The Rolls-Royce Ghost Series II pictured here shares not just its V12 engine, but its platform with the F02 760Li, as did the Series I

The Phantom’s success gave BMW a template. Extended-wheelbase Phantoms, coupes, convertibles, then the smaller Ghost followed, and every one drew on BMW powertrain expertise. The Ghost, Wraith, and Dawn carried BMW-derived twin-turbo V12s. The later Phantom VIII and Cullinan moved to a new aluminum architecture co-developed within BMW Group. Rolls-Royce’s modern revival was British in image and execution, but Bavarian in the places that mattered most.

Rolls-Royce Phantom influence can be seen in the unconventionally-styled 2023–present G70 7 Series

That integration is the real story. Under BMW, Rolls-Royce grew without becoming diluted. Production methods modernized. Sales expanded. Electric development entered the plan. Yet the brand’s essential exclusivity remained intact. That is rarer managerial work than most acquisition decks ever imagine.

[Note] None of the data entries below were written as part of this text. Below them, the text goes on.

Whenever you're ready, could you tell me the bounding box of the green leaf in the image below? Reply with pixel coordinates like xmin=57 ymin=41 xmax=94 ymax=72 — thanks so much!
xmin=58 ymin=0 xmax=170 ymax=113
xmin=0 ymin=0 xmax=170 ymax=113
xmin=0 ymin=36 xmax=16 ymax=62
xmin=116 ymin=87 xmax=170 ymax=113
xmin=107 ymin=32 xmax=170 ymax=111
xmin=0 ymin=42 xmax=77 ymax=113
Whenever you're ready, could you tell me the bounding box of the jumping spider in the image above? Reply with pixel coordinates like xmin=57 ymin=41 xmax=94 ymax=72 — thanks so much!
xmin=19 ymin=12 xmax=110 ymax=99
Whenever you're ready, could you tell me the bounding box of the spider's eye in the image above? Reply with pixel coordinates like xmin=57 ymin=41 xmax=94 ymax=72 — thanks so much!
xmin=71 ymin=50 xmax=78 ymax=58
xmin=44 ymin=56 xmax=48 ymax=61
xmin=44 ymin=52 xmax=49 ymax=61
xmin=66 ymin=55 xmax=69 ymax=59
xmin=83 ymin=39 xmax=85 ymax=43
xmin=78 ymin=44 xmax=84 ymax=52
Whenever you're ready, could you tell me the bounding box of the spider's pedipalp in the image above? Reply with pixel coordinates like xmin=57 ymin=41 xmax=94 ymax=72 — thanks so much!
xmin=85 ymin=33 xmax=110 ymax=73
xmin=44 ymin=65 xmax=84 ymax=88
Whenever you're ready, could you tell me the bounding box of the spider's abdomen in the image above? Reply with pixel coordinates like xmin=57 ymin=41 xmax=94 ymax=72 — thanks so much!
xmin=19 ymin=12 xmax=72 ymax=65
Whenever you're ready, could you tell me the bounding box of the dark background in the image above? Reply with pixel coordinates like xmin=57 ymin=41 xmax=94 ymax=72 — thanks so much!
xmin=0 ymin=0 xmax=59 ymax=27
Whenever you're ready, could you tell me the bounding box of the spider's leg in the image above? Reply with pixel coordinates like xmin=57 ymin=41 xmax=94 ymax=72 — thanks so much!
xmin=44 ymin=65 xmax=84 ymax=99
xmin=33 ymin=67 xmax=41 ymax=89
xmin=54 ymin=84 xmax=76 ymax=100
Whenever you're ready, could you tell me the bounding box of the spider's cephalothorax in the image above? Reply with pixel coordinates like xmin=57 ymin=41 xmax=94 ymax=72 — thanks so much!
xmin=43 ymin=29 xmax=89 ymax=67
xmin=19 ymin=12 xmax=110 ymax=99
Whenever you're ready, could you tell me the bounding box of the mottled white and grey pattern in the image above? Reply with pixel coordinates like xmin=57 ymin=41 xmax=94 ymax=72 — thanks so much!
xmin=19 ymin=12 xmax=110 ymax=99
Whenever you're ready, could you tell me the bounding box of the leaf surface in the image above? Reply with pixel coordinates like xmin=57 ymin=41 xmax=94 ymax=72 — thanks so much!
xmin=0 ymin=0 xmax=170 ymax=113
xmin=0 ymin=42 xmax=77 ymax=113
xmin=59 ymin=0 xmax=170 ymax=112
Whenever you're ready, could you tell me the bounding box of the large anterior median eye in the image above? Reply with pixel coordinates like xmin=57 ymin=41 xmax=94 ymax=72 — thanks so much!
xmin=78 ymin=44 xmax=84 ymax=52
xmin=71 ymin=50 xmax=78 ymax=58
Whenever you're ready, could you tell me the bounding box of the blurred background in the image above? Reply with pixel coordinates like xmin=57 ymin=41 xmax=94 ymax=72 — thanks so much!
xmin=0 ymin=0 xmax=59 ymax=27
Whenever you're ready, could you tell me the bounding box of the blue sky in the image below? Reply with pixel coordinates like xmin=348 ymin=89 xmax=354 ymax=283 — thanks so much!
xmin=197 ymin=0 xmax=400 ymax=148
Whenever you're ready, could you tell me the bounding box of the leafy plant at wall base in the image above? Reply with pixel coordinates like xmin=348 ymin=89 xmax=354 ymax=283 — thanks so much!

N74 V12 in a Rolls-Royce Dawn “Black Badge” model

The BMW V12 and the Rolls-Royce/Bentley split now read as a single case study in how power shifts inside the luxury car industry. Rolls-Royce once built engines others revered. By the late 1990s it needed an engine from BMW. In the 21st century, BMW engines not only powered Rolls-Royces but helped define the modern standards of refinement those cars were expected to meet. Bentley, meanwhile, reestablished itself on a different path under Volkswagen. Both brands survived. Both were reshaped. BMW, more than anyone else, forced the issue.

In the end, Rolls-Royce and Bentley emerged stronger precisely because they stopped pretending to be the same sort of company. Rolls-Royce became the modern standard for ultra-luxury again, this time with BMW engineering beneath the ceremony. Bentley became the faster, louder, more extroverted house. The late-1990s struggle over Crewe and the double-R did not just rearrange corporate ownership. It rearranged the logic of British luxury motoring for the next generation.